This month Grenoble Ecole de Management (GEM) will launch a user acceptance study: New alternatives to SF6 for medium voltage (MV) gas-insulated switchgear installations have not yet penetrated the market. Thus, empirical analysis cannot draw on observed adoption behavior in the market. GEM Energy Management team is using a unique methodology to provide insights into the future market development of new products and services under various scenario assumptions.
GEM carries out a survey including stated preferences choice experiments (SPCE). SPCEs involve constructing hypothetic choice scenarios where alternatives (e.g., products, solutions) are described by a range of attributes (e.g., price, environmental impact, size).

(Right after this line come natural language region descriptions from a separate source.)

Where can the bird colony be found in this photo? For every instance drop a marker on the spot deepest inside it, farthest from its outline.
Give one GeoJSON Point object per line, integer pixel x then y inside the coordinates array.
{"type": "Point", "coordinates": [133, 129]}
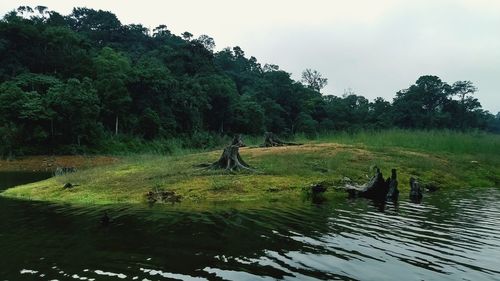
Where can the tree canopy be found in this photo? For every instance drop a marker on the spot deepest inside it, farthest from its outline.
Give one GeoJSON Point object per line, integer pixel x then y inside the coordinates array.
{"type": "Point", "coordinates": [75, 80]}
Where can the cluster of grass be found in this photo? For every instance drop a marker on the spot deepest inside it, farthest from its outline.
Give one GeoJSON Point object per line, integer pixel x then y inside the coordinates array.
{"type": "Point", "coordinates": [446, 158]}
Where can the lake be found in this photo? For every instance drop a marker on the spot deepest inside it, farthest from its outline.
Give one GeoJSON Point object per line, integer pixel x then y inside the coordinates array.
{"type": "Point", "coordinates": [451, 235]}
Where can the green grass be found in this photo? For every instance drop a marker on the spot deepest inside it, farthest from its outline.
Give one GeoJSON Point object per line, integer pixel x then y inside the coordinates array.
{"type": "Point", "coordinates": [448, 159]}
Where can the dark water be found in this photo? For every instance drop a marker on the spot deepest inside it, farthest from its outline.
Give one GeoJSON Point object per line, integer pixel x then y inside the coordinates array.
{"type": "Point", "coordinates": [452, 235]}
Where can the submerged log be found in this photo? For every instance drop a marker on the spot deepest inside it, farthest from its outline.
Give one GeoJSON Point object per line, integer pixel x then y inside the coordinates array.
{"type": "Point", "coordinates": [392, 183]}
{"type": "Point", "coordinates": [376, 188]}
{"type": "Point", "coordinates": [271, 140]}
{"type": "Point", "coordinates": [230, 160]}
{"type": "Point", "coordinates": [415, 190]}
{"type": "Point", "coordinates": [238, 141]}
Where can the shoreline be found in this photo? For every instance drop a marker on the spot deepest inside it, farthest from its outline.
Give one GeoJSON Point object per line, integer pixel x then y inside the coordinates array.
{"type": "Point", "coordinates": [49, 163]}
{"type": "Point", "coordinates": [283, 172]}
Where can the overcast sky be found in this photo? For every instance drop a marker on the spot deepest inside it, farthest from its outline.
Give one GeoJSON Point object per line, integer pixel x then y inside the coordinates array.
{"type": "Point", "coordinates": [373, 47]}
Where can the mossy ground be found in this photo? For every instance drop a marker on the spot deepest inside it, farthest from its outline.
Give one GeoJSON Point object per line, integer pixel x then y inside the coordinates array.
{"type": "Point", "coordinates": [447, 159]}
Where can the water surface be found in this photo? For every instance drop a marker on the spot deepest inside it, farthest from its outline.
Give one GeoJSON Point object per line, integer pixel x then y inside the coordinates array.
{"type": "Point", "coordinates": [451, 235]}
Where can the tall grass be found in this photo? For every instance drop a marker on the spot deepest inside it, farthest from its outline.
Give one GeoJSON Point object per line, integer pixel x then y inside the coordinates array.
{"type": "Point", "coordinates": [442, 141]}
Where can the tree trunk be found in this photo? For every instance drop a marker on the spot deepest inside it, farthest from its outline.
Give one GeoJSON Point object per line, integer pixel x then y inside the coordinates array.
{"type": "Point", "coordinates": [415, 191]}
{"type": "Point", "coordinates": [238, 141]}
{"type": "Point", "coordinates": [376, 188]}
{"type": "Point", "coordinates": [392, 183]}
{"type": "Point", "coordinates": [116, 125]}
{"type": "Point", "coordinates": [230, 160]}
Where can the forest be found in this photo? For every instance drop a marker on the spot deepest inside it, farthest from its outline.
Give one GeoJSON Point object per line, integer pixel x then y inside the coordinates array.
{"type": "Point", "coordinates": [85, 82]}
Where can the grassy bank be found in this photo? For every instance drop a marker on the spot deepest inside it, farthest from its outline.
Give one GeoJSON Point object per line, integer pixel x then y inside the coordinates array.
{"type": "Point", "coordinates": [446, 158]}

Respondents are expected to make trade-offs between these different attributes and select their most preferred alternative. This allows estimating importance weights and willingness-to-pay for multiple attributes, including SF6-free alternatives.
The survey and experiment are targeted at customers of MV switchgear in five different EU countries (France, Germany, UK, Spain and Poland). Respondents are ideally company representatives who have a leading role in the switchgear procurement process. GEM expects a minimum of 1500 survey respondents from the targeted countries.
Furthermore, the yearly emissions of SF6 and greenhouse gas impact will be derived from a detailed asset based model developed by Fraunhofer IEE. This methodology gives the possibility to investigate the impact of future trends and policy measures like grid extension and network developments or incentives and regulations to reduce the use of fluorinated gas (F-gas) in power distribution systems. Using its expertise in power system development and operation Fraunhofer IEE follows a bottom-up approach to calculate the actual installations of medium voltage (MV) switchgear in Germany, France, Spain and Poland. Thus, top-down reporting can be verified. On the basis of the calculation the overall SF6 emissions from MV switchgear in Europe will be extrapolated.
The research started in March 2019. Results will be made available for the EU regulatory action to control F-gases as part of its policy to combat climate change. The final results will be presented in a publicly available white paper.